Geoff Miller

Archive for June, 2010|Monthly archive page

High School Draft Picks: Chapter III, Creating Surveys

In First Year Player Draft Pick Research on June 21, 2010 at 11:23 am

In 1998, for my Master’s Thesis at San Diego State University, I chose to study the “Decision-Making Factors Governing High School Players’ Choice of a College or Professional Baseball Opportunity.” I wanted to know what factors were most important to high school seniors who were drafted and had to choose between signing or going to school as I had known many players who regretted their choices years after they made them.  I revisit my research and discuss my findings with friends and colleagues each year as the First Year Player Draft draws near.  Last week, as the Draft was taking place, I decided I would post my entire thesis in an effort to learn more from coaches, parents, and players who have recently been involved in this decision.  I’ll be posting a new chapter every few days and will also include pages and pages of subject answers to open-ended questions, which are very interesting and shed lots of light on this process.  I’m going to leave out the statistics, surveys, tables, and most appendices, but if you’d like a full electronic copy of my thesis, please just email me and I’ll be happy to send to you.

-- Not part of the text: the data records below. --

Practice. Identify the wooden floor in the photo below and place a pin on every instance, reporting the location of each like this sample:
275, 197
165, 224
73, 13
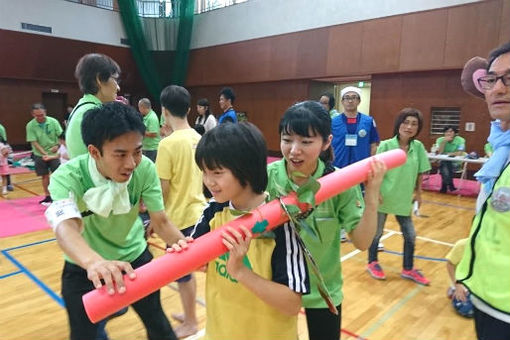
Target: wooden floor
394, 309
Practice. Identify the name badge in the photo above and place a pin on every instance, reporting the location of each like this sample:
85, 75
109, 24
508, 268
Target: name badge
351, 140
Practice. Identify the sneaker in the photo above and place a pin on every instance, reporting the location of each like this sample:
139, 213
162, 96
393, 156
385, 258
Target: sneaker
46, 201
375, 270
343, 236
415, 275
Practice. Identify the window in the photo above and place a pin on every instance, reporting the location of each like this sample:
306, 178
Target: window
444, 116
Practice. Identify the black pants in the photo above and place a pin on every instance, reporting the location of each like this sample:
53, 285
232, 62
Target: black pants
322, 324
489, 328
75, 284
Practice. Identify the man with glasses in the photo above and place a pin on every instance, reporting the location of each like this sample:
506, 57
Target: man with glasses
485, 266
42, 134
355, 136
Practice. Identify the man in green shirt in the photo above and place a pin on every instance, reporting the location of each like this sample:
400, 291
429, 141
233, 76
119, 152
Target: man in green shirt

Warning…a few of these sections can be a bit dry, to say the least, but most of the reading is interesting stuff and I would be glad to discuss my past and current thoughts on the draft process either on the blog or offline.  And please keep in mind that these data are 12-13 years old, so some of the dollar amounts need to be taken in context.  I would encourage anyone and everyone who would like to offer feedback and stories so we can all learn more from each other. Chapter III includes the methodology I used to create reliable and valid surveys, then gather my data on professional and collegiate baseball players.

Click Here for Chapter I, Introduction

Click Here for Chapter II, Review of Literature




The purpose of this thesis was to determine factors considered by high school seniors when choosing between a college and professional baseball opportunity.  A secondary purpose was to compare recent college and professional baseball players on the discovered factors.

Determination of Decision Factors

A descriptive research design was employed to determine and analyze important aspects in the present situation (Best, 1959).  This design called for the construction of surveys (Bateson, 1984; Braverman, 1996; Carroll & Johnson, 1990).  Survey information from two groups – those who chose college and those who chose professional baseball, was analyzed to determine differences in selection factors between groups.

The independent variables were chosen because they grouped subjects into the only two categories for athletes continuing to play baseball after high school.  The initial content of surveys was based on information obtained from a literature search.

Item Pool

An item pool was developed based on the categories discovered through the literature review process.  A set of items for each category was included  (see Appendices A and B for surveys).  Signing bonus information was elicited by three items.  The first asked players how much money they were offered.  The next asked whether money for college was included in the offer.  The final item asked college players how much more money it would have taken for them to sign with the team that drafted them.  It asked professional players if they would have accepted any less money than their contracts stipulated.

Six items determined the players’ educational qualifications and intentions.  Individual items asked high school grade point averages, SAT and ACT scores, whether or not players looked forward to taking college classes while in high school, players’ career goals, and whether or not earning a degree was planned.

Signability was assessed by seven items.  First were a series of items devoted to the amateur draft: the round the player was drafted, whether he liked or disliked the team that drafted him, if he was drafted higher, lower, or where expected, and if he felt playing college baseball would improve his draft status.  A second series of items examined what kind of information was given to scouts: whether the player told scouts he would be easy to sign, hard to sign, and if he planned to attend college.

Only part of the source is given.